Purpose Most gastrointestinal stromal tumors (GIST) are considered non-hereditary or sporadic. However, single-institution studies suggest that GIST patients develop additional malignancies with increased frequencies. We hypothesized that we could gain greater insight into possible associations between GIST and other malignancies using a national cancer database inquiry. Methods Patients diagnosed with GIST (2001–2011) in the Surveillance, Epidemiology, and End Results database were included. Standardized prevalence ratios (SPRs) and standardized incidence ratios (SIRs) were used to quantify cancer risks incurred by GIST patients before and after GIST diagnoses, respectively, when compared with the general U.S. population.
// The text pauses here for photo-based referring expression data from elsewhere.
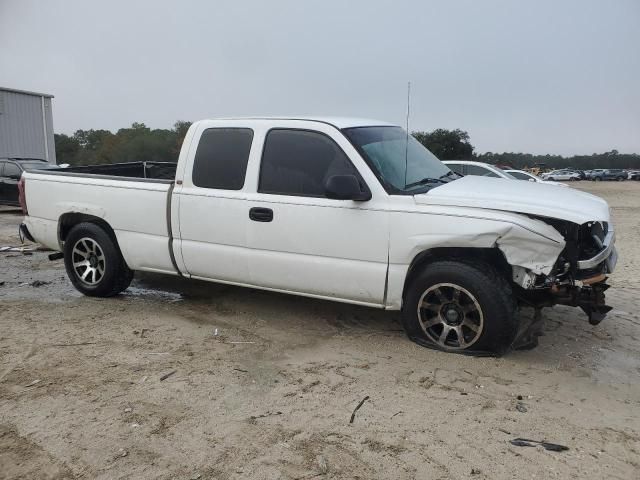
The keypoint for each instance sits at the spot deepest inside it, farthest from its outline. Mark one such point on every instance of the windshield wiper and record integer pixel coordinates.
(425, 181)
(449, 173)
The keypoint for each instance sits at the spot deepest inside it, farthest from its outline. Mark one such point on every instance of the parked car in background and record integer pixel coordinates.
(340, 209)
(478, 169)
(522, 175)
(616, 174)
(568, 175)
(10, 172)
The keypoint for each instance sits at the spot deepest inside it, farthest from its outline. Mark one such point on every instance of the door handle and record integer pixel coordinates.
(258, 214)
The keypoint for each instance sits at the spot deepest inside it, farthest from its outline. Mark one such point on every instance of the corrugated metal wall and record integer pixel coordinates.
(22, 132)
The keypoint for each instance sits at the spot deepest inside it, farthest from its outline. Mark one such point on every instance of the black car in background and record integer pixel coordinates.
(10, 172)
(616, 174)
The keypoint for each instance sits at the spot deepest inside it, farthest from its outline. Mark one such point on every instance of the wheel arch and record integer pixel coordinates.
(67, 221)
(492, 256)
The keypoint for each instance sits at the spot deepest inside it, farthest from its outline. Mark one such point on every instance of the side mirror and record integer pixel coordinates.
(345, 187)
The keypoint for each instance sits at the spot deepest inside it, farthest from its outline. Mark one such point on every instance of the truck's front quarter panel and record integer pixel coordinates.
(529, 246)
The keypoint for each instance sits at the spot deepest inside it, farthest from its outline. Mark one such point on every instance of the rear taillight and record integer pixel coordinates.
(22, 196)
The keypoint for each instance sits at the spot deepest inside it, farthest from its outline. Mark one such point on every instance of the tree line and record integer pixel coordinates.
(140, 143)
(134, 144)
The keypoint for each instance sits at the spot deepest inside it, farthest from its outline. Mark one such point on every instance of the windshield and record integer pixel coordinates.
(507, 174)
(520, 175)
(402, 167)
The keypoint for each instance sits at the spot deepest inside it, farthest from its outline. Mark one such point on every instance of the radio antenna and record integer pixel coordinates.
(406, 146)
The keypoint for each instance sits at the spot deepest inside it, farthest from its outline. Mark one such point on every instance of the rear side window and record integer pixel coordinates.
(221, 158)
(298, 162)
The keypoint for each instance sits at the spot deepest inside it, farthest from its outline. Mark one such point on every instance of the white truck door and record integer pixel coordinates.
(299, 240)
(213, 204)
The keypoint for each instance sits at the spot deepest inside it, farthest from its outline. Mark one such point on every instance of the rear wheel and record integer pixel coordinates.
(94, 263)
(463, 307)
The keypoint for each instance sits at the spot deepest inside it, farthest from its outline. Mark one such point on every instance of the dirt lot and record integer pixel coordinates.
(271, 394)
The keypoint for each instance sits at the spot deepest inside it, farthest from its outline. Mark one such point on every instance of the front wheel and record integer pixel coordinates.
(94, 263)
(463, 307)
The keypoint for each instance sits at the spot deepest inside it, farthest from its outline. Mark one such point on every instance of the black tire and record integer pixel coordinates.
(90, 252)
(486, 287)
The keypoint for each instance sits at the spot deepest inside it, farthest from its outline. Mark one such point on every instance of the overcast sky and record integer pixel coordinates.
(538, 76)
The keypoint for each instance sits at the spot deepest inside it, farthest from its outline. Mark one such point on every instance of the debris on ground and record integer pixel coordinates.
(322, 464)
(353, 415)
(264, 415)
(521, 407)
(167, 375)
(525, 442)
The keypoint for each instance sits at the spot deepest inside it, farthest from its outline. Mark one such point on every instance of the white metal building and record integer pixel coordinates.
(26, 125)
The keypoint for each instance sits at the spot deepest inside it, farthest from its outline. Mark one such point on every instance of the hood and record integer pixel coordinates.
(518, 197)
Results Of 6,112 GIST patients, 1,047 (17.1%) had additional cancers. There were significant increases in overall cancer rates: 44% (SPR=1.44) before diagnosis and 66% (SIR=1.66) after GIST diagnoses. Malignancies with significantly increased occurrence both before/after diagnoses included other sarcomas (SPR=5.24/SIR=4.02), neuroendocrine-carcinoid tumors (SPR=3.56/SIR=4.79), non-Hodgkin’s lymphoma (SPR=1.69/SIR=1.76), and colorectal adenocarcinoma (SPR=1.51/SIR=2.16). Esophageal adenocarcinoma (SPR=12.0), bladder adenocarcinoma (SPR=7.51), melanoma (SPR=1.46), and prostate adenocarcinoma (SPR=1.20) were significantly more common only before GIST. Ovarian carcinoma (SIR=8.72), small intestine adenocarcinoma (SIR=5.89), papillary thyroid cancer (SIR=5.16), renal cell carcinoma (SIR=4.46), hepatobiliary adenocarcinomas (SIR=3.10), gastric adenocarcinoma (SIR=2.70), pancreatic adenocarcinoma (SIR=2.03), uterine adenocarcinoma (SIR=1.96), non-small cell lung cancer (SIR=1.74), and transitional cell carcinoma of the bladder (SIR=1.65) were significantly more common only after GIST. Conclusion This is the first population-based study to characterize the associations and temporal relationships between GIST and other cancers, both by site and histological type. These associations may carry important clinical implications for future cancer screening and treatment strategies.